Dia juga bertanya-tanya, kenapa pemuda ini mau jadi copet. Apa gerangan yang terjadi dalam hidupnya. Tak putus Slamet memikirkan hal tersebut. Lama kelamaan pikirannya menjadi lelah sehingga memaksa matanya untuk menutup perlahan.
Tiba-tiba saja ia berada di dalam perahu yang dilamun ombak yang ganas. Terkadang dia terangkat ke atas, dan terkadang dia terbanting ke bawah. Sendirian. Dia hanya sendirian di perahu itu. Entah apakah ini laut atau banjir tsunami. Air dimana-mana dan sejurus kemudian air itu dengan kekuatan dahsyatnya mendorongnya tajam ke sebuah pohon besar.

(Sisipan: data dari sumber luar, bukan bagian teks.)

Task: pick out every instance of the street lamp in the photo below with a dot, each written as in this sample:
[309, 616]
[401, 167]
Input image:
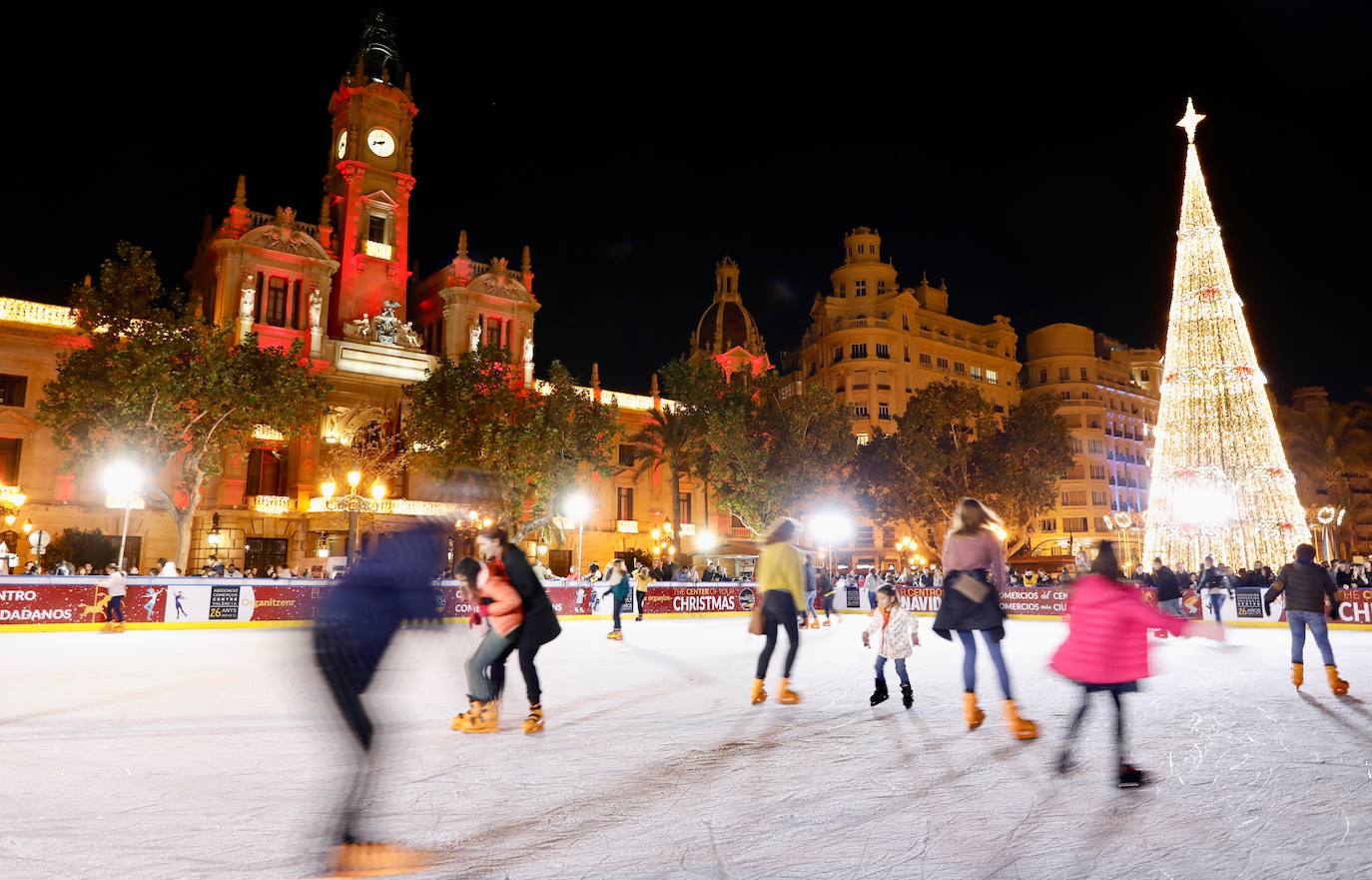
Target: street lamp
[122, 477]
[578, 506]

Berkali-kali perahunya menabrak pohon itu.
Duk ! Duk ! Duk ! Duk! Suara itu sangat nyaring sampai ia terbangun dengan kepala yang agak pusing. “Oalah mimpi ya Allah…..” bisiknya lirih.
Tetapi, suara Duk Duk Duk itu tidak hanya hadir di alam mimpinya, melainkan di pintu kamarnya yang diketuk berulang kali. Slamet mengusap-usap matanya.
Si Sar masih saja mendengkur dengan posisi tidur yang tidak berubah. Berarti betul, ada orang yang mengetuk pintu.
“Sinten (siapa)?” dia bertanya sambil melangkah.
“Aku Lek….Prapto. Buka lek, bukaaa cepet ,” terdengar suara itu sangat mendesak tetapi juga berbisik. Cepat Prapto membuka pintunya. Kali ini dia tidak sempat membuka lama dan memperhatikan siapa yang berada di balik pintunya karena Prapto segera menerobos masuk dan menutup pintunya lagi.
Seketika suasana menjadi tegang. Prapto terlihat bermandikan keringat dan mencoba mengambil nafasnya berulangkali. Slamet hanya terpaku diam dan bingung. Tak berapa lama dia segera mengambil air putih untuk menenangkan Prapto begitu dia sudah bisa menguasai dirinya.
“Sek minum dulu mas. Tenangke atimu sek,” dia memberi pemuda itu segelas air dari ceret yang sama dengan air untuk si Sar. “Matur nuwun, matur nuwun lek,” masih agak terengah Prapto berterimakasih pada Slamet.
Ini orang ketiga yang berterimakasih padaku hari ini, gumam hati Slamet. “Ada apa? Kok seperti ini?” rasa penasaran Slamet tidak terbendung.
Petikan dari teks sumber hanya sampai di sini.